Engineering Management Hacks: Exupéry’s Axiom

If you want to build a ship, don’t drum up the men to gather wood, divide the work and give orders. Instead, teach them to yearn for the vast and endless sea.

Antoine de Saint-Exupéry (attributed)

There are a lot of ways to build bad engineering teams, and very few ways to build great ones. I’ve come to believe that the attributed quote above spells out pretty much the only way I know how to build a great development group. (If you can’t stomach the poetic misuse of “axiom” in my title, call it “The Little Prince Method” instead — yup, same Saint-Exupéry.) Belief in this idea seems almost religious — you either get it or you don’t. There’s no logical proof that supports it, just a bunch of anecdotes that bear common themes. If you accept it as a guiding principle, you can easily derive from it a small set of rules that guide engineering in the right direction.
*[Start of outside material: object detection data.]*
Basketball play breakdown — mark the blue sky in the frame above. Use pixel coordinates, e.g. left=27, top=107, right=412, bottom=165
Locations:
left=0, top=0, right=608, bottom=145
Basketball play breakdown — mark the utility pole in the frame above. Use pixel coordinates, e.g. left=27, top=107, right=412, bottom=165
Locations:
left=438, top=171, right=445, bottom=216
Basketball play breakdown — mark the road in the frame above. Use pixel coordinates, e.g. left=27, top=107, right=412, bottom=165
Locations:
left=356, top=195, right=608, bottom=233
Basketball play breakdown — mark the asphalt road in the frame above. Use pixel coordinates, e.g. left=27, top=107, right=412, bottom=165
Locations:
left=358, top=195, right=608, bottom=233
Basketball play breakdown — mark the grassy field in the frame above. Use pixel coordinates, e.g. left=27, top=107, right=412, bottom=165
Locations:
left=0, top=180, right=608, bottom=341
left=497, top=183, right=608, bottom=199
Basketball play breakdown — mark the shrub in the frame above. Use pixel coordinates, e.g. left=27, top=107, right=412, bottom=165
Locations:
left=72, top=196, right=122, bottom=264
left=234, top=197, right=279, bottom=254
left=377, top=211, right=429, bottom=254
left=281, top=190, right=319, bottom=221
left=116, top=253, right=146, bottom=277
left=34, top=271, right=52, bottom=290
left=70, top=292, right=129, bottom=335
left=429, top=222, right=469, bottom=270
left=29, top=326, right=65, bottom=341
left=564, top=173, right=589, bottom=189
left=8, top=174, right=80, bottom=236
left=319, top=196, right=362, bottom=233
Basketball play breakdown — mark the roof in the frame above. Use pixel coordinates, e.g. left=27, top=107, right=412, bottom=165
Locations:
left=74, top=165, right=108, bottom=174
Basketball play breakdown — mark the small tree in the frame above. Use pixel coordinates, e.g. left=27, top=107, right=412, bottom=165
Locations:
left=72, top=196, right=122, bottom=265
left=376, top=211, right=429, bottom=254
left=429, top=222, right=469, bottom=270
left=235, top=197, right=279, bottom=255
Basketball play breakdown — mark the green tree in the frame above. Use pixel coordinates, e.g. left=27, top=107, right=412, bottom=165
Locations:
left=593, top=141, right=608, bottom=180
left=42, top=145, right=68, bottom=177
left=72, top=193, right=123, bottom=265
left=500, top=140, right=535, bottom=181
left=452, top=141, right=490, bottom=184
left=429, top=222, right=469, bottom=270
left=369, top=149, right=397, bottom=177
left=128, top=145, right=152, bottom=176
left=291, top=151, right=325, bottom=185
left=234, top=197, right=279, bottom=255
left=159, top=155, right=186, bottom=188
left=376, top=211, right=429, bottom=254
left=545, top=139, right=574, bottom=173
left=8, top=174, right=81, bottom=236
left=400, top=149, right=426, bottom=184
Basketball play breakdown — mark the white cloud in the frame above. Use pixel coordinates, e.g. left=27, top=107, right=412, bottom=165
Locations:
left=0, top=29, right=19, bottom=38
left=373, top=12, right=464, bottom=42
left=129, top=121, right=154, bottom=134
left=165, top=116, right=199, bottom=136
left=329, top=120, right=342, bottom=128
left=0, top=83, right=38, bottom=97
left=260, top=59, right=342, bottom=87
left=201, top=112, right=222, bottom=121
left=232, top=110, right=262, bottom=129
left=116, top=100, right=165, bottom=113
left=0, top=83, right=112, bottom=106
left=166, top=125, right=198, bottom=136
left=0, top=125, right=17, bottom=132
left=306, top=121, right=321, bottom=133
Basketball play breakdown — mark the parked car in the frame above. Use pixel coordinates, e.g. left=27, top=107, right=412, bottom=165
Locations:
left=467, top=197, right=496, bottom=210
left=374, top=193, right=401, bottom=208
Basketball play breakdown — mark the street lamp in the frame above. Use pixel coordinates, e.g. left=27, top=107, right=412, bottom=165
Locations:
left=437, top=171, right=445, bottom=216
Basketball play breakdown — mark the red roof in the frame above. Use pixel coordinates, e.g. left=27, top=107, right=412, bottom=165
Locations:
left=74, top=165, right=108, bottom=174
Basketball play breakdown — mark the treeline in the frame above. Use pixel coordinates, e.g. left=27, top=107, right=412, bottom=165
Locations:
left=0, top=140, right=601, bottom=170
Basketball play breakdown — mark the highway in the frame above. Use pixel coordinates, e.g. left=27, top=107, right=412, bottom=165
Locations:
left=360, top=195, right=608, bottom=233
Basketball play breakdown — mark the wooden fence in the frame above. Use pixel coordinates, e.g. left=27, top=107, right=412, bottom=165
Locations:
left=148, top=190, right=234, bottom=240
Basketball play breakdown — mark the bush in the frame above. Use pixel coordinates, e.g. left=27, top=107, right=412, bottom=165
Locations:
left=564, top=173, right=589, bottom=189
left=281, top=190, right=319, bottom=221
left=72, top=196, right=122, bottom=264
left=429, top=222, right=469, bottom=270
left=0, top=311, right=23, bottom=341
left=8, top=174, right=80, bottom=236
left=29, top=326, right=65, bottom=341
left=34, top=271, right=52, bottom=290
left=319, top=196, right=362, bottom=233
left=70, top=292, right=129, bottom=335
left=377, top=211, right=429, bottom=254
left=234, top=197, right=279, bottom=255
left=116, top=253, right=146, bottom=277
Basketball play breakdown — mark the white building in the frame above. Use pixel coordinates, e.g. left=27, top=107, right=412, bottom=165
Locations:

If you do not accept it — and I would say that nearly all executives, investors, pundits, and even engineers in the software industry do not — then it will seem like lunacy to run a development group on this idea.

I was recently asked how I run our development team. I said, “Well, basically I blog about something I think we should do, and if the blog post convinces the developers, they do it. If not, I lobby for it, and if that fails too, the idea falls on the floor. They need my approval to launch something, but that’s it. That’s as much ‘running things’ as I do, and most of the ideas come from other people at this point, not from me and my blog posts. I’ve argued against some of our most successful ideas, so it’s a good thing I don’t try to exert more control.” I’m exaggerating somewhat; of course I haven’t blogged about all of our ideas yet. But I do think of myself as Lobbyist-in-Chief, and I have lots of good examples of cases where I failed to talk people into an idea and it didn’t happen as a result. One person I said this to asked, “So who holds the product vision, then?” and I replied, “Well, I guess I do,” but really that’s not right. We all do. The product is the result of the ideas that together we’ve agreed to pursue. I recruit people based on their interest in and enthusiasm about the ideas behind Wesabe, and then set them loose, and we all talk and listen constantly. That’s how it works — and believe it or not, it does work.

I’ve heard lots of ridiculous ideas about why Google has been able to recruit so many great people, and anyone who thinks it has to do with use of logical puzzles in interviews is out of their freakin’ mind. I don’t believe any single interviewing technique, nor any combination of techniques, is repeatably great at finding the best engineers (as I said in my VCAT post earlier this week). I attribute Google’s success at hiring to three things primarily:

  1. I suspect that several of the early leaders of Google’s engineering group (I’d identify a chain of Larry Page, Urs Hölzle, and Wayne Rosing from the people I’ve encountered, although I’m sure there are others I haven’t) have golden guts about hiring developers and keeping them happy, and were able to find and recruit people using whatever techniques work for them individually;
  2. Google has a very clear and memorable idea about what they do — organize the world’s information and make it universally accessible and useful — and by luck or design or both, that mission is at once admirable, idealistic, and lucrative; and
  3. past recruiting successes plus retention plus #2 have all snowballed, so that the engineers who have been hired make sure they hire other people they like and want to work with (which is the best recruiting technique of all), and people who would be great hires seek out jobs at Google.

I think most other things that have worked for Google flow from those three. For #1, you have it or you don’t. For #3, it’s happened or it hasn’t. #2 is the best target you have for hacking your engineering management technique. Are you working on a great project? Do you have a clear statement of what it is? Do you promote it out to the world so everyone knows what you’re doing, and the people who love the idea will come find you?

If not, you’re left with applying strong doses of money, hope, command and control, and baling wire (to tie down the developers who want to go work at Google instead). I’m not saying baling wire won’t work for a while — it can. The more common name in the industry is “golden handcuffs,” by which is meant a very strong economic incentive to stay. But Google did not start out paying top dollar for engineers; far from it. They started out teaching people to yearn for something vast and endless and amazing, and that works.

Let’s take a counter-point to see this more clearly: what is Yahoo!’s mission? What sea is it they want to sail? I have no idea. If I’ve heard it, I’ve forgotten it, while with Google I was able to type it in off the top of my head, nearly word-for-word, above. There are a lot of great people at Yahoo!, but I don’t think they applied to work there because they have a clear, common goal to pursue, and at least some of them seem to agree.

The best way to get developers to build something great is to make them believe your goal is worthwhile. If you do, control from the top will not only be unnecessary; it will be impossible. That’s the best situation you can hope to create, and frankly I love that so many people don’t believe that, since it makes things so much easier for those of us who do.